Despite the liberal media meltdown over the Mueller report, a majority of Americans are content with the findings of the Special Counsel investigation into Russian interference in the 2016 U.S. presidential election.
According to a new Rasmussen poll, 50% of voters “are satisfied with the conclusions reached by Mueller that there was no collusion between the Trump campaign and the Russian government in the 2016 presidential campaign and no proof of obstruction of justice on the part of the president,” meanwhile 36% say the opposite and 13% poll undecided.
Even more, as the liberal media and Democrats on Capitol Hill refuse to accept the findings of the report, 53% of Americans “consider Mueller’s probe an honest effort.”
“This finding has ranged from 46% to 57% in surveys since late 2017, the year the probe began,” Rasmussen reports. “Thirty-six percent (36%) say it was a witch hunt. Eleven percent (11%) are not sure.”
As to be expected, Republicans (83%) are more likely than Democrats (25%) to be satisfied with the investigation’s findings. Forty-five percent (45%) of Independents poll content with the conclusions.

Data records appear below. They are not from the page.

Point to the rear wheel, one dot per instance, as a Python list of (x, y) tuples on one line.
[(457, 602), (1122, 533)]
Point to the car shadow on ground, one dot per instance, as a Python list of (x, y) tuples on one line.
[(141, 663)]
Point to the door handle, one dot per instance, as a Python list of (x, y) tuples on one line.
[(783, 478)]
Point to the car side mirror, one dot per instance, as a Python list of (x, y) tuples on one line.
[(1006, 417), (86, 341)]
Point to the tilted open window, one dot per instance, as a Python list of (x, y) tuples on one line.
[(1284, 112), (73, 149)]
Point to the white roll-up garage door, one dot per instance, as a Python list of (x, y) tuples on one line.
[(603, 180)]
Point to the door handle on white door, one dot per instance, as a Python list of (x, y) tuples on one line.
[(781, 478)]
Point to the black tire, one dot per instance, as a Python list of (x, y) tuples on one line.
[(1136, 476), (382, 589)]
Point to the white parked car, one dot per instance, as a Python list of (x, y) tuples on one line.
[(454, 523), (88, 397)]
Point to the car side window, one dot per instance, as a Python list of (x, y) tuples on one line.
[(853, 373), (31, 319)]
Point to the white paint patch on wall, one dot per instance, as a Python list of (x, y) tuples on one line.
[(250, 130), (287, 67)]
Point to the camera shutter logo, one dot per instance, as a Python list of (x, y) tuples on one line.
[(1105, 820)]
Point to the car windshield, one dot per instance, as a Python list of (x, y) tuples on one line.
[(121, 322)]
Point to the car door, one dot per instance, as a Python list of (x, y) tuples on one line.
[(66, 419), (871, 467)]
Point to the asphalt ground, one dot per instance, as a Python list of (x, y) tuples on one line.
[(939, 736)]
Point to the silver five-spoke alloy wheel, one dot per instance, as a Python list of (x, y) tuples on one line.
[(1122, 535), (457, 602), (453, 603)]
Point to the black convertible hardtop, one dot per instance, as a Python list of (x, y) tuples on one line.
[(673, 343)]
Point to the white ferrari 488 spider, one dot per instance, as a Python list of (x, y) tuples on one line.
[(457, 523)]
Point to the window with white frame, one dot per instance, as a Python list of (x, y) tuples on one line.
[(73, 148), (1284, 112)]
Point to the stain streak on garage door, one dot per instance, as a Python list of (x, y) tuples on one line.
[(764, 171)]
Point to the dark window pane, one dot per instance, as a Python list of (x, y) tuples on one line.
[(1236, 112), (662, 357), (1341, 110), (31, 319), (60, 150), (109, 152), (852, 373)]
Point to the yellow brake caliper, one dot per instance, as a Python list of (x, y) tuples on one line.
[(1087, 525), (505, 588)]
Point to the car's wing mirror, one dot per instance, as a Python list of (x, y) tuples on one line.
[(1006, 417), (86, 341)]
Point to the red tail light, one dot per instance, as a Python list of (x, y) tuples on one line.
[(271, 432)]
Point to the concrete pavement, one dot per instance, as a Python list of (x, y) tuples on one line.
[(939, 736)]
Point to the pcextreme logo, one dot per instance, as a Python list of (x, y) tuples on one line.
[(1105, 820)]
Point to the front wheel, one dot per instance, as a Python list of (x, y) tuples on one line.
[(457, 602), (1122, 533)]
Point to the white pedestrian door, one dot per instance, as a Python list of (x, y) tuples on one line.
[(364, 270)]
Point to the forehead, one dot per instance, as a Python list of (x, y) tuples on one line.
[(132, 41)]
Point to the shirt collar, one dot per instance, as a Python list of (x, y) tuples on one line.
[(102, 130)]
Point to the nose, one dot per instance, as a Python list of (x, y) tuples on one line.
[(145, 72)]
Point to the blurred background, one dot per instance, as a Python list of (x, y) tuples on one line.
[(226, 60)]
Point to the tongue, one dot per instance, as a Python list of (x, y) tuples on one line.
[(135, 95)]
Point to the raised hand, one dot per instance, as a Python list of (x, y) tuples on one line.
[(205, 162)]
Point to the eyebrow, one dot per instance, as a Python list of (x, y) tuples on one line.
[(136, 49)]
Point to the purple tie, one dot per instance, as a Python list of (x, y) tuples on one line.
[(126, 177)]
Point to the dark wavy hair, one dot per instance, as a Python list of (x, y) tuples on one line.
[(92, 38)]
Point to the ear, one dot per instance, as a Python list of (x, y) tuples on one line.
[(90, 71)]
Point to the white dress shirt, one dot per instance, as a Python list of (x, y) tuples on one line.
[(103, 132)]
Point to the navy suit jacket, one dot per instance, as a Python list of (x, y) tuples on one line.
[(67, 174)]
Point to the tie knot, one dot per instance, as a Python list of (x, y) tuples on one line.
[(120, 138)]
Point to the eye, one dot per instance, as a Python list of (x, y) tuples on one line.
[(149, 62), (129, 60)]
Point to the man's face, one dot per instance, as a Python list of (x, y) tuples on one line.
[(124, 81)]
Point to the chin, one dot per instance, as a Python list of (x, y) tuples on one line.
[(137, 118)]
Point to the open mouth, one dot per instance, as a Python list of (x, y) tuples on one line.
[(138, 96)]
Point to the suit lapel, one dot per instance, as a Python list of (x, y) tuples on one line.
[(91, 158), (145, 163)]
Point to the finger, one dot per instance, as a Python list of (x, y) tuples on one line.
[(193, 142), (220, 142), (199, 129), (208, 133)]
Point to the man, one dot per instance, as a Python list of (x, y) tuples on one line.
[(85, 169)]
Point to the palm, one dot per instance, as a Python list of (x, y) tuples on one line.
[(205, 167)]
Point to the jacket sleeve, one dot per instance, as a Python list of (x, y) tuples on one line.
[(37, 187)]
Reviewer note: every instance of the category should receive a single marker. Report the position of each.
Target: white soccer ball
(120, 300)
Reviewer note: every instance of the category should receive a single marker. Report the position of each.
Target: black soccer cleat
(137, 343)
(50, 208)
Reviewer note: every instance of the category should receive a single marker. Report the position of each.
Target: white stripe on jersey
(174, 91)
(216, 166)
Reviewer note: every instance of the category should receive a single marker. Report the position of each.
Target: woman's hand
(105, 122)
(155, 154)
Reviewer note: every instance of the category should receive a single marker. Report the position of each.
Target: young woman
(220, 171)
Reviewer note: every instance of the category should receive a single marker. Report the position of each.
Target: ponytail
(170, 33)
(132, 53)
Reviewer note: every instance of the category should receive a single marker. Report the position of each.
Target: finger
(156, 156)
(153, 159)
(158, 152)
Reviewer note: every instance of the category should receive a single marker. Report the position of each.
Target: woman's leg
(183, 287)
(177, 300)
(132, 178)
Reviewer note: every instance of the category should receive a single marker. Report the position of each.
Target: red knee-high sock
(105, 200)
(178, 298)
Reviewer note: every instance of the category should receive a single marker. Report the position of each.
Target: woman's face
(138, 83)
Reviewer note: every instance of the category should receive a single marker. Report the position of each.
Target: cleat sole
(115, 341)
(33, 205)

Still, more Republicans (62%) now view the Mueller probe as a partisan “witch hunt,” as President Trump had described it, as opposed to 71% of Democrats and 57% of Independents who disagree with that sentiment.
It appears a second special counsel investigation is in the works, but this time, into the launching of the Russia probe itself.
Fox News reports,
President Trump was enthusiastic about the idea of appointing a second special counsel to review the origins of the Russia investigation when it came up during a meeting Tuesday with Republican senators, a source familiar with the discussions told Fox News.
The president was specifically reacting to GOP Sen. Lindsey Graham's call for another special counsel as well as the senator's vow to look into issues like the alleged abuse of the Foreign Intelligence Surveillance Act at the dawn of the Russia probe. The source told Fox News that the president seemed excited about that course during a Senate GOP lunch on Capitol Hill, which Graham and other senators attended.
The topic of a new special counsel resurfaced this week when Senate Judiciary Committee Chairman Graham, R-S.C., urged Attorney General Bill Barr to appoint someone to look into alleged abuses in the case following the conclusion of Robert Mueller's investigation -- which did not uncover evidence of a Trump-Russia conspiracy in 2016, according to Barr's summary.
Graham said that due to ‘the emotional nature of this,’ he believed a new appointment was necessary.
The Rasmussen poll of 1,000 likely U.S. voters was conducted March 25-26 and has a margin sampling error of 3 percentage points.